The distribution of dividends
When an individual participates in a company, whether in a personal capacity or as a legal entity, they do so with the expectation and confidence that the company will generate profits. Shareholders or members are afforded the opportunity to reap the returns on their investment in the company. Under our legal system, this is characterised as a mere expectation and is realised through dividends. Such dividends are approved at a General Meeting by the legally required majority, namely, an ordinary majority in private limited companies (S.L.) and a simple majority in public limited companies (S.A.), unless otherwise provided for in the articles of association. These dividends derive from the company’s profits and are distributed among the shareholders in the agreed proportions.
Requirements for the distribution of dividends
However, dividends may only be distributed once the following requirements have been met, the purpose of which is to ensure, as far as possible, the company’s continued viability.
Requirements to be met prior to distribution
- Legal or mandatory reserves, whether statutory or voluntary, must be complied with. This facilitates self-financing to cover potential risks. Freely distributable reserves must be at least equal to the book value of the assets corresponding to research and development as recorded in the balance sheet.
- There must be profits arising from the company’s overall activities.
- Net assets must be positive; that is, there must be no accumulated losses from previous financial years. If such losses exist, profits must first be applied to offset them. Furthermore, dividends may only be distributed out of distributable profits if the value of net assets is not, and as a result of the distribution does not become, lower than the company’s share capital, and provided that all other applicable financial and accounting criteria are satisfied.
Methods and timeframes for the distribution of dividends
The distribution of dividends, which may be made in cash or in kind, shall be agreed at the General Meeting. Contrary to common belief, it is not necessary to wait until the end of the financial year; the same General Meeting will determine the method of payment and the time at which it will be made, with a maximum period of 12 months from the date of the resolution. If no specific timeframe is stipulated, payment shall be deemed to be made at the company’s registered office on the day following the resolution. It should also be noted that the right to claim dividends is subject to a limitation period of five years, calculated from the first date on which payment could have been made.
As a general rule, in private limited companies (S.L.) dividends are distributed in proportion to each member’s holding in the share capital, whereas in public limited companies (S.A.) distribution is based on the paid-up share capital. However, this rule may be modified by the company’s articles of association, provided that the prohibition of the so-called “leonine agreement”, which would exclude any shareholder or member from participation in profits or losses, is not infringed.
Where the articles of association provide for a minimum dividend in respect of certain shares or holdings, the holders thereof shall have priority in distribution, even over the remuneration of directors, who may only be paid once the legal and statutory reserves have been satisfied.
What happens if no distribution is made or if it is made incorrectly?
If a distribution is made incorrectly, the dividends must be repaid with statutory interest, provided that the company can demonstrate that the recipients were aware of the irregularity or, in the circumstances, could not reasonably have been unaware of it.
It is important to emphasise that, once the distribution of dividends has been approved, the shareholder becomes a creditor of the company and is entitled to payment.

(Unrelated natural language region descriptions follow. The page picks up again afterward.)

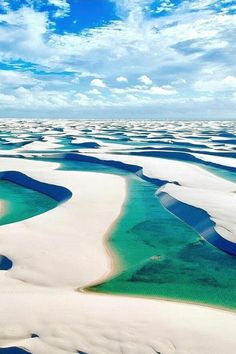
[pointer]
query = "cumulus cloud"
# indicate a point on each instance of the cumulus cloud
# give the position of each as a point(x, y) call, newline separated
point(145, 80)
point(63, 7)
point(186, 53)
point(97, 83)
point(121, 79)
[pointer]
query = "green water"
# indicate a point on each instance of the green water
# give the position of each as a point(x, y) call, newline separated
point(160, 256)
point(163, 257)
point(22, 203)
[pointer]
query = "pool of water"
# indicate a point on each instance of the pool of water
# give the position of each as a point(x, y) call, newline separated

The General Meeting may not subsequently amend or revoke the resolution without the consent of the affected party.
If no dividends are distributed and the company has generated profits over the previous three financial years, a minority shareholder may exercise a right of withdrawal, unless otherwise provided in the articles of association. Furthermore, after five financial years have elapsed since the company’s registration with the Mercantile Registry, any shareholder who has formally recorded their objection to the insufficiency of the dividends declared shall have a right of withdrawal if the General Meeting does not resolve to distribute at least 25% of the distributable profits from the preceding financial year.
However, even where this condition is met, the right of withdrawal shall not arise if the total dividends distributed over the previous five years amount to at least 25% of the distributable profits recorded during that period.